It’s no secret that the economy is fluctuating every day. However, it is important to know how these fluctuations are influencing the U.S. farm industry in 2022. According to AgAmerica.com, below are some economic impacts the ag industry is experiencing in 2022.
Supply Chain Shortages
The biggest contributor to inflation and spiking farm production costs is supply chain shortages. Even though this issue is not in your control, you can control your response by having a plan. These shortages impact access to fertilizer applications, farm machinery parts, livestock feed, labor, and transportation.
It is important to understand how to minimize production costs because of inflation. Commodity prices remain elevated, higher costs will demand a greater amount of working capital.
Interest rates accounted for nearly 6% of total cash farm expenses in 2021. Even just a 1% increase can be significant when factoring in money borrowed for operating capital, production investments, and farmland acquisition. With interest rates on the rise, if you’re securing financing look into getting a fixed interest rate, if possible.

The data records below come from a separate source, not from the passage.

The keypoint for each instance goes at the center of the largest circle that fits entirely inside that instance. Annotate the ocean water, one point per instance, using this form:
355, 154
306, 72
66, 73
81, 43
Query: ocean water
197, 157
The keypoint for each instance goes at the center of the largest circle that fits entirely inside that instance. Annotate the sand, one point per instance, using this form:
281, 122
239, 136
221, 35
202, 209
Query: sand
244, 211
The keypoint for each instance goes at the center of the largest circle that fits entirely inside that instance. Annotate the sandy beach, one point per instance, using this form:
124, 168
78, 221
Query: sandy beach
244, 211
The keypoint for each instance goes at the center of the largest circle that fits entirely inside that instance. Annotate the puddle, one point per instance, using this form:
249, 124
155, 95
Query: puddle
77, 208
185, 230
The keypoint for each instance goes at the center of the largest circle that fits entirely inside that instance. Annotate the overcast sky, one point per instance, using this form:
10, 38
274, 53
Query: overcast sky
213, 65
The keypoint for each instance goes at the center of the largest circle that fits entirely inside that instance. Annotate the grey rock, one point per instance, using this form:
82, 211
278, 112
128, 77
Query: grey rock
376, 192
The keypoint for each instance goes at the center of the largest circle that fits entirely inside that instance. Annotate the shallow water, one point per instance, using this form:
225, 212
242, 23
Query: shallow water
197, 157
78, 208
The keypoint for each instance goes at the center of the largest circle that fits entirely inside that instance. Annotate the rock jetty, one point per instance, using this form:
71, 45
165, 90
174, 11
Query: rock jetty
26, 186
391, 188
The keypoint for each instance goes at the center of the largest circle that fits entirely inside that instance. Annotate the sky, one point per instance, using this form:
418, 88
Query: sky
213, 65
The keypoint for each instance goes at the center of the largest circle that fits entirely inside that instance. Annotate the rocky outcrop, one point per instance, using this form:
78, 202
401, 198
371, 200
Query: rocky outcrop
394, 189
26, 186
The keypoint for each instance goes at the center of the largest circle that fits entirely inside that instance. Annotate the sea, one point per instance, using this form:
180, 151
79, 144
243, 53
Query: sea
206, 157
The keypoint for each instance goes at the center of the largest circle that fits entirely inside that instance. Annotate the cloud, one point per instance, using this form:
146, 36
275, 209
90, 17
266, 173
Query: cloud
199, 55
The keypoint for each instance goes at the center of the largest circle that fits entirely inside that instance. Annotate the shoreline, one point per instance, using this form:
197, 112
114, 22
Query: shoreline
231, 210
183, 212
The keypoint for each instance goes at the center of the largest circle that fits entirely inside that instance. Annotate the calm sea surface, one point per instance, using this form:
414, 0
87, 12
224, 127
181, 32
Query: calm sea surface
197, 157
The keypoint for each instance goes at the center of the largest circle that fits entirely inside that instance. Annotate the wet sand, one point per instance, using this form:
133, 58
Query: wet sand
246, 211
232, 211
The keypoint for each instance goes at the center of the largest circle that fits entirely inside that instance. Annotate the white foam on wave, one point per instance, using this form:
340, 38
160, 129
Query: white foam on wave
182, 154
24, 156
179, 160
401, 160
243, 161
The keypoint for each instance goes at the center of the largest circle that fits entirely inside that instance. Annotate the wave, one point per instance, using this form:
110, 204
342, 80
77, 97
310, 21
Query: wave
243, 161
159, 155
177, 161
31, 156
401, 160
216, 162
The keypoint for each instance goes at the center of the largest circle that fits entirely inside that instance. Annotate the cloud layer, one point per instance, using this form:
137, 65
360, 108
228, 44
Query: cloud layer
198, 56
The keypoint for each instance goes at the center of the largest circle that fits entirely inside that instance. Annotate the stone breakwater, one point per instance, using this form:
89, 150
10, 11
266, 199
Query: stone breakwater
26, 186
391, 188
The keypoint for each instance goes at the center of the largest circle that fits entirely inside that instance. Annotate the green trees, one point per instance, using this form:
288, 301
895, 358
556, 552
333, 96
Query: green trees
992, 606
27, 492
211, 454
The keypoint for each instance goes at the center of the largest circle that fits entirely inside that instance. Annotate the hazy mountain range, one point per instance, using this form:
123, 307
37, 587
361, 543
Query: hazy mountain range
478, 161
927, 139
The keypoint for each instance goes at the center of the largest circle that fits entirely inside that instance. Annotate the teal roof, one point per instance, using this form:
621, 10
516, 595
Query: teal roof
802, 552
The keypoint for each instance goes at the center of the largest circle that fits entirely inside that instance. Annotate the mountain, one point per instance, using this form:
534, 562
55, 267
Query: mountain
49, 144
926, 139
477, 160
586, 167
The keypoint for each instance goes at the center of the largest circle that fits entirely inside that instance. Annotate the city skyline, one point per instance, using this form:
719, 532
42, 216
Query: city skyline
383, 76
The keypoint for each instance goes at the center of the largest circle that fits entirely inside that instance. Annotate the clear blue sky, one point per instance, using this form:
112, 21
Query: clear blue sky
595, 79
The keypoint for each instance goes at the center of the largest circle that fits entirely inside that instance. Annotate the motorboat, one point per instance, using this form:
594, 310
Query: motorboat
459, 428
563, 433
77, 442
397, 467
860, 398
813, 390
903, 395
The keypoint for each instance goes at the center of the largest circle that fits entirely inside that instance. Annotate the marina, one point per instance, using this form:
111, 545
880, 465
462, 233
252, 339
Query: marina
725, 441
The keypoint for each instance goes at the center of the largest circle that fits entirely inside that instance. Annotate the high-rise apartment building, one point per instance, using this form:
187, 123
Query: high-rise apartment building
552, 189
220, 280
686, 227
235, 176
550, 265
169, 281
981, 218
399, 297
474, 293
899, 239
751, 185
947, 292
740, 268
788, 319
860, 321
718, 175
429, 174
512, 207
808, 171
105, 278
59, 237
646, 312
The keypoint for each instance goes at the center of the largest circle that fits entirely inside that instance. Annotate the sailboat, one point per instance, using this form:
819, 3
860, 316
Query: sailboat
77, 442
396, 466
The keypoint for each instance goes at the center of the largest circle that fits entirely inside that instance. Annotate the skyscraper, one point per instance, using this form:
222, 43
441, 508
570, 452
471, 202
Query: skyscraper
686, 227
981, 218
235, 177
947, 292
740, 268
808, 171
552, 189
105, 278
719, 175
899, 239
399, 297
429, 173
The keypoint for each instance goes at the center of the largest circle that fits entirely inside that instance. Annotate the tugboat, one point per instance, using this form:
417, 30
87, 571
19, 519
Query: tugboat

From drought to severe weather, farmers respond to weather events impacting their operation’s success. Disaster relief funding, ag research, and technological innovation will all play an important role in protecting farmers and ranchers from an increasing number of severe weather events. The best response is to be prepared and make efficient use of resources.
After record government spending in 2020, direct government payments are expected to further decline in 2022. Direct government payments went from a record high of nearly $46 billion in 2020 to a projected low of less than $12 billion in 2022. Furthermore, there has been a great deal of focus on the 2023 Farm Bill which will largely determine the future of federally supported programs and ad hoc payments.
Legislation to keep an eye on in 2022 includes the Infrastructure Investment and Jobs Act, a la carte legislation from what’s left of the Build Back Better Plan, and as mentioned, the 2023 Farm Bill. With uncertainty, more farmers and industry groups are stepping up to ensure the voice of agriculture is heard throughout legislative discussions.
Discussion surrounding global trade is expected to continue into 2022. Strong economic growth is expected for major importers of U.S. ag products, leading to record-breaking ag export trade forecasts for the fiscal year 2021 and 2022. A diverse number of free trade agreements can support the competitive edge of U.S. agriculture in the global market.